This clip from Meet the Press' webshow "PRESS Pass" leaves me somewhat conflicted. On one hand, Jack Abramoff accusing others of corruption is akin to Karl Rove calling out someone else for rigging elections. On the other hand though I can't disagree with a word Abramoff says about Newt Gingrich. From anyone else still in the Republican Party such comments would likely kill Gingrich's chances at the nomination. As it is, even with Abramoff's checkered past, they're still devastating.
It's also telling that Villager David Gregory has such a hard time grasping that which seems obvious to the rest of us.
GREGORY: Transparency of government is still an issue. It's an issue on the campaign trail and Newt Gingrich, a former Speaker is now caught up in this with Freddie Mac, a large housing giant controlled by the government.

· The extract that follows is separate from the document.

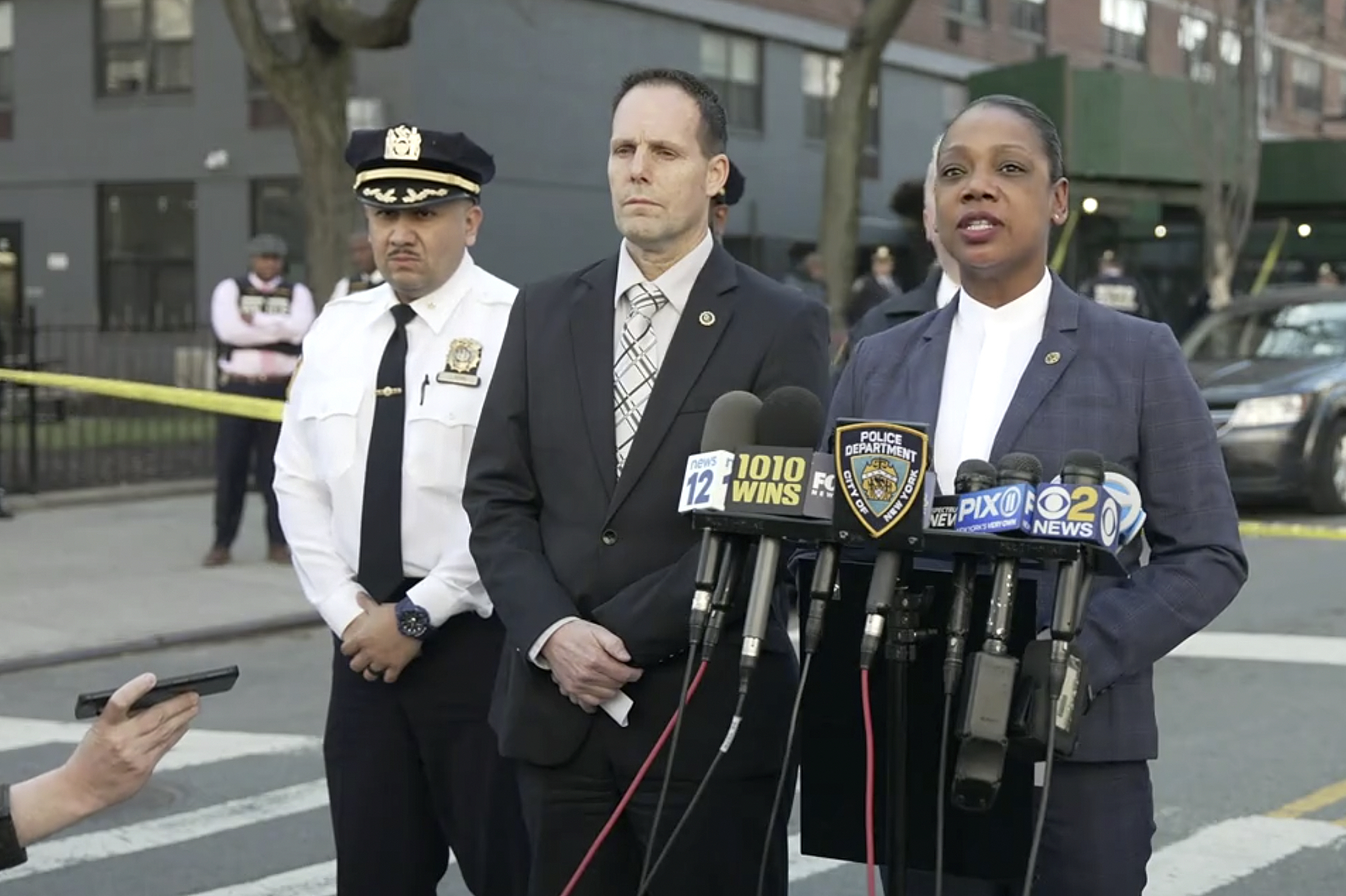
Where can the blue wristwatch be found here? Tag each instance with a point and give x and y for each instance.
(412, 619)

He claimed he got $300,000 to be a consultant to them. Bloomberg's reporting was well over a million dollars, providing strategic counseling. What do you make of all that?

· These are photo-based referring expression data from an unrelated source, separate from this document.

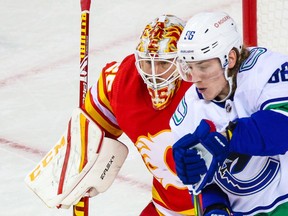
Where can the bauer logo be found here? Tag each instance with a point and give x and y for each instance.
(189, 35)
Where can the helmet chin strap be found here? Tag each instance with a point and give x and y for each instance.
(230, 83)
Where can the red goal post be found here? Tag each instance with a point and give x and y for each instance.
(265, 23)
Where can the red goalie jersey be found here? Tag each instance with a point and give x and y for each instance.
(120, 103)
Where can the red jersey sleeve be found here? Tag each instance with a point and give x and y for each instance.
(97, 101)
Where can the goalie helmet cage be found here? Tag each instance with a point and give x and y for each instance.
(265, 23)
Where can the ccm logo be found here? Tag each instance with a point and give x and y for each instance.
(221, 21)
(108, 165)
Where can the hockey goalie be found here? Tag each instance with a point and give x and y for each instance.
(82, 163)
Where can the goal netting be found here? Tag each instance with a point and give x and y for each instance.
(265, 23)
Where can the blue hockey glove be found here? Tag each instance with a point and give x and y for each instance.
(210, 146)
(217, 209)
(189, 164)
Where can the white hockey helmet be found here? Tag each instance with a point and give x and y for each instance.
(208, 35)
(158, 42)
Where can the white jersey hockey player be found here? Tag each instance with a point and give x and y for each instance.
(231, 127)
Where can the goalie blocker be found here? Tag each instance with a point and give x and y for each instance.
(57, 179)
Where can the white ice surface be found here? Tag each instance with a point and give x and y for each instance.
(39, 68)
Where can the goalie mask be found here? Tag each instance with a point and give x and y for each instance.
(156, 58)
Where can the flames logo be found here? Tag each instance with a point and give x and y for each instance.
(160, 38)
(156, 152)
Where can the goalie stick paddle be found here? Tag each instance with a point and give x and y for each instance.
(82, 207)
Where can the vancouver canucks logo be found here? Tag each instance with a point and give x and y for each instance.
(242, 176)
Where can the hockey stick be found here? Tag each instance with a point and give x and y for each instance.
(198, 208)
(82, 207)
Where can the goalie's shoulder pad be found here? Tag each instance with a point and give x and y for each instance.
(82, 159)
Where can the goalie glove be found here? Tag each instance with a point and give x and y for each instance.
(197, 156)
(59, 179)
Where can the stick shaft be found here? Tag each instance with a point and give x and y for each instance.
(82, 207)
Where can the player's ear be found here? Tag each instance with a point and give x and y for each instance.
(232, 57)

ABRAMOFF: Well, this is exactly what I'm talking about. People who come to Washington who have public service and they cash in on it. And they use their public service and their access to make money, and unfortunately Newt Gingrich is one of them who's done it. But far too many of them do it and one of the reforms I propose in my book is to close permanently the door, the revolving door, between public service and cashing in as a lobbyist.
GREGORY: Now I'll ask you more specifically about that in a moment, but let me stick with Gringrich, because of course you're operating at a time there when he's in power.
ABRAMOFF: Right.
GREGORY: Is there more to even the Gingrich era that he was part of, that will become a bigger part of this campaign debate, and should it?

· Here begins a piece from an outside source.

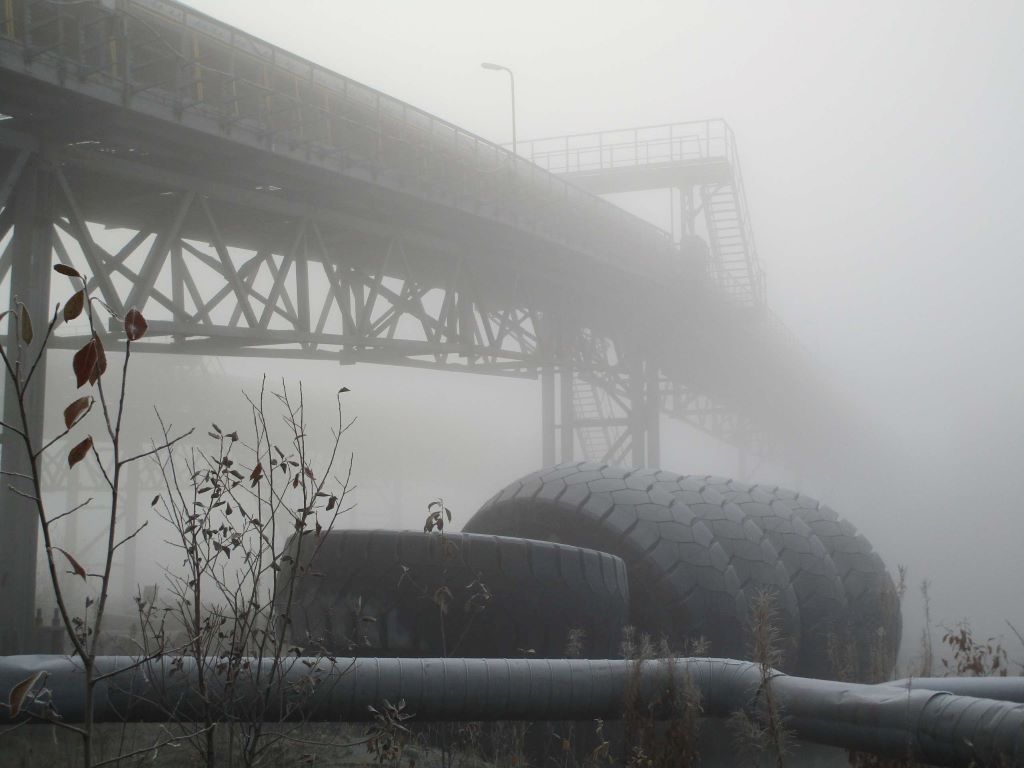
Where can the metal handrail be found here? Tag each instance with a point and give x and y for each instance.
(391, 121)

ABRAMOFF: Well, I don't know if he'll survive this, to be honest with you, this is a very big thing.
GREGORY: Why?
ABRAMOFF: Because he is doing, he's engaged in the exact kind of corruption that America disdains. The very things that anger the Tea Party movement and the Occupy Wall Street movement and everybody who is not in a movement and watches Washington and says why are these guys getting all this money, why do they all become so rich, why do they have these advantages? Unfortunately Newt seems to play right into it.
GREGORY: You call that corruption though?ABRAMOFF: Yes.
GREGORY: That's a heavy charge.
ABRAMOFF: Well that... what is it? It's corruption. At the end of the day, I say in the book, I believe now, although I didn't believe then unfortunately, that any provision of favor or any provision of anything to members of Congress and their staff is bribery. And any cashing in on it by them coming out later is corruption.
GREGORY: And he, you, would make the case that he's catching it as a former Speaker, being able to get that kind of contracts.
ABRAMOFF: I know he says that they paid him as a historian to give him a historic lesson, but I'm unaware of any history professor being paid that much money to give someone a history lesson.